FERRY (Jules), — La République des citoyens. Présenté par Odile Rudelle. — Paris, Imprimerie nationale, 1996. 2 vol. 508, 518 p. Bibliogr. (Acteurs de l'histoire)

Jules Ferry serait-il méconnu ? Il est des grands noms dans l'Histoire que leur écho dessert, au lieu de permettre la réappropriation vivante et critique. En rééditant ces textes pour la plupart tirés de l'édition Robiquet (Discours et opinions, 1893- 1898), mais aussi du Journal officiel, de la presse ou des archives, Odile Rudelle a magistralement illustré (c'est-à-dire par l'œuvre d'un maître) la thèse qu'elle développe depuis quelque temps: la République n'est pas en premier lieu une idée ou une philosophie, mais la gestion constitutionnelle d'un patrimoine commun de libertés qui donnera d'autant plus libéralement sa place à l'individu si les lois et les institutions parviennent à s'enraciner dans les mœurs. La République ne serait pas seulement l'État (rendu chose de tous), ou le gouvernement représentatif (par une élite du pouvoir), mais une mémoire vivifiée par la Constitution. Et c'est en ce sens que la monarchique Angleterre ou l'Amérique de Washington auraient servi d'exemple incitatif pour Jules Ferry, qui avait à combattre une filiation républicaine hostile à la légalité, car le modèle était l'un des héritages (il en existe plusieurs) de 1793. Il y a chez lui un « patriotisme constitutionnel » très puissant, pourrait-on dire, si Habermas n'avait pas donné un autre sens à la notion. Ce qui frappe en effet à lire ces textes, tous de circonstance, c'est le souci constant d'affirmer une continuité dans les œuvres de fondation, et même de rupture ; c'est ensuite une pédagogie vis- à-vis du courant républicain pour l'aider à trouver sa vérité qui est de prendre le meilleur du parti libéral ; c'est enfin la recherche d'un consensus construit autour d'une majorité d'idées, d'une opinion publique qu'il ne faut jamais violenter — mais pour fortifier l'individu et la conscience individuelle. Si bien que, aussi étonnant que cela puisse paraître, la politique de Ferry est pour partie la synthèse de Mme de Staël, de Guizot et de Stuart Mill: trois écoles libérales qui n'avaient pu s'entendre entre elles.

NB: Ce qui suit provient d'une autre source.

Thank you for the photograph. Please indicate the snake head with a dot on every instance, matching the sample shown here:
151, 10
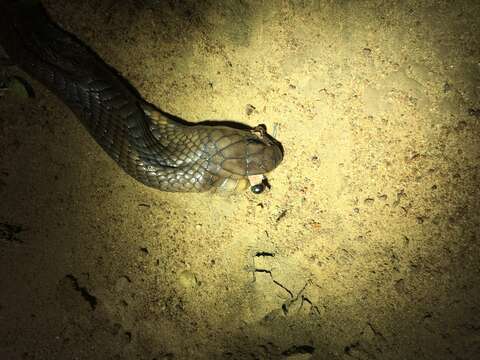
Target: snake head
240, 155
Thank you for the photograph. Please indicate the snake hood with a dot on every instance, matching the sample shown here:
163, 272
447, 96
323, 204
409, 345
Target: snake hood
155, 148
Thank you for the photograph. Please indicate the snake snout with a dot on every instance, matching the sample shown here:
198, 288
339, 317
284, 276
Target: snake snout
251, 156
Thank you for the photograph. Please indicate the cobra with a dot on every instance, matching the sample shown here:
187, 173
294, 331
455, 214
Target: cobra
156, 148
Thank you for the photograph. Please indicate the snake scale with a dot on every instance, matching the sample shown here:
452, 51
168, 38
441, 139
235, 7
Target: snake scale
152, 146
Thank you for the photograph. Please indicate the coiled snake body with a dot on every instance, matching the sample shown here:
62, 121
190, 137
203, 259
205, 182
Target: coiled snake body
148, 144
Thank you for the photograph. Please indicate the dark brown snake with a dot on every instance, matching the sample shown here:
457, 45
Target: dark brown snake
150, 145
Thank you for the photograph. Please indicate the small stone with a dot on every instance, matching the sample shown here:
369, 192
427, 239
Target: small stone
188, 279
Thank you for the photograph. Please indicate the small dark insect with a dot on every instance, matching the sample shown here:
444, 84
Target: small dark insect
258, 188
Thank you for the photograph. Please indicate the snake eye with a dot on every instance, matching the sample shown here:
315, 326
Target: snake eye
258, 188
254, 141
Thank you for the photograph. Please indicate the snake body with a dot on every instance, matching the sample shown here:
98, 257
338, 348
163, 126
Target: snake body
148, 144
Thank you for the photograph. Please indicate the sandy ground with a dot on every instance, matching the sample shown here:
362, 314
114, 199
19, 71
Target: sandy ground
366, 247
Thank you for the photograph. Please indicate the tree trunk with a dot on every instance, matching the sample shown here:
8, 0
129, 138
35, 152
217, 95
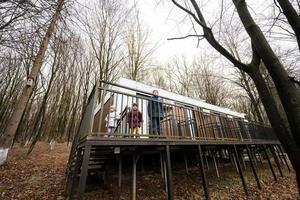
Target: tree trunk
277, 122
14, 120
289, 94
292, 17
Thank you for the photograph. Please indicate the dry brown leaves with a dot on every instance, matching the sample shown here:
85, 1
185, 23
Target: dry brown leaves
41, 176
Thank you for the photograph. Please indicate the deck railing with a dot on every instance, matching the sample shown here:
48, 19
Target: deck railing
177, 120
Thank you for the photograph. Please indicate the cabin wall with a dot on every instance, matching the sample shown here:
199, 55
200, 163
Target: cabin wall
106, 109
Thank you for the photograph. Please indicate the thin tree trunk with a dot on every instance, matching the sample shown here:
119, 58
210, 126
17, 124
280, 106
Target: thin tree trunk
277, 122
289, 94
292, 17
15, 119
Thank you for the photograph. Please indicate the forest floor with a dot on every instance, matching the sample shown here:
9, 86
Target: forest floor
41, 175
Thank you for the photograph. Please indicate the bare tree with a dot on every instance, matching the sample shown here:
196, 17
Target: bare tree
104, 25
138, 49
261, 51
10, 131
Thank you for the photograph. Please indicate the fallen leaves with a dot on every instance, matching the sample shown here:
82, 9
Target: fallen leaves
42, 174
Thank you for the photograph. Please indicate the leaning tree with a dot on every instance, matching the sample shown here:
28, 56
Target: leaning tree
262, 53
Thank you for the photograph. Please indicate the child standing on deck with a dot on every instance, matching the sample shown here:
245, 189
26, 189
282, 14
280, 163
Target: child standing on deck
134, 119
111, 120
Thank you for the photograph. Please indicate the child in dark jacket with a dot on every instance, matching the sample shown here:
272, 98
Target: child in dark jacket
134, 119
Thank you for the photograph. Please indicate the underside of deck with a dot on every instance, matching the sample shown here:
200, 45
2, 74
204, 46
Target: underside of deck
97, 154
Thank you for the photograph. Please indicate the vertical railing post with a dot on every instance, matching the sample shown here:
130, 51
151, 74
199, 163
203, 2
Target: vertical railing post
252, 167
240, 170
169, 174
203, 175
102, 108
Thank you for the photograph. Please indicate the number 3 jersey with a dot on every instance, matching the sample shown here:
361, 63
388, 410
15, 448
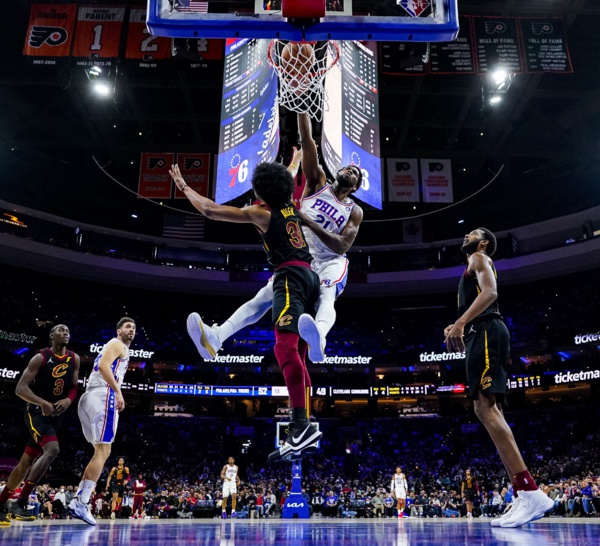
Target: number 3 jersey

Approximativement, le côté staëlien se voit dans la recherche, sous Mac-Manon, d'un ordre constitutionnel qui mette un terme à la radicalité révolutionnaire toujours recommencée, pour rassembler le «parti mitoyen», fonder le respect de la légalité, appeler l'élite des talents et des vertus1. Ce qu'il y a de guizotiste chez Ferry c'est le culte des institutions du savoir et des arts et l'idée de l'État enseignant, tandis que par ailleurs Guizot avait repoussé le suffrage universel et substitué à l'esprit constitutionnel la légitimité par le social (le «sacre des capacités» selon l'expression de P. Rosanvallon). Enfin, l'influence de Stuart Mill2 se voit dans l'esprit communal ressenti comme école de la liberté (loi de 1884) et dans un individualisme qui, sans être aussi paradoxal que chez Mill, est indispensable à ce véritable « humanisme civique» qui pour Ferry est cause et effet de l'ordre républicain, ordre de la liberté.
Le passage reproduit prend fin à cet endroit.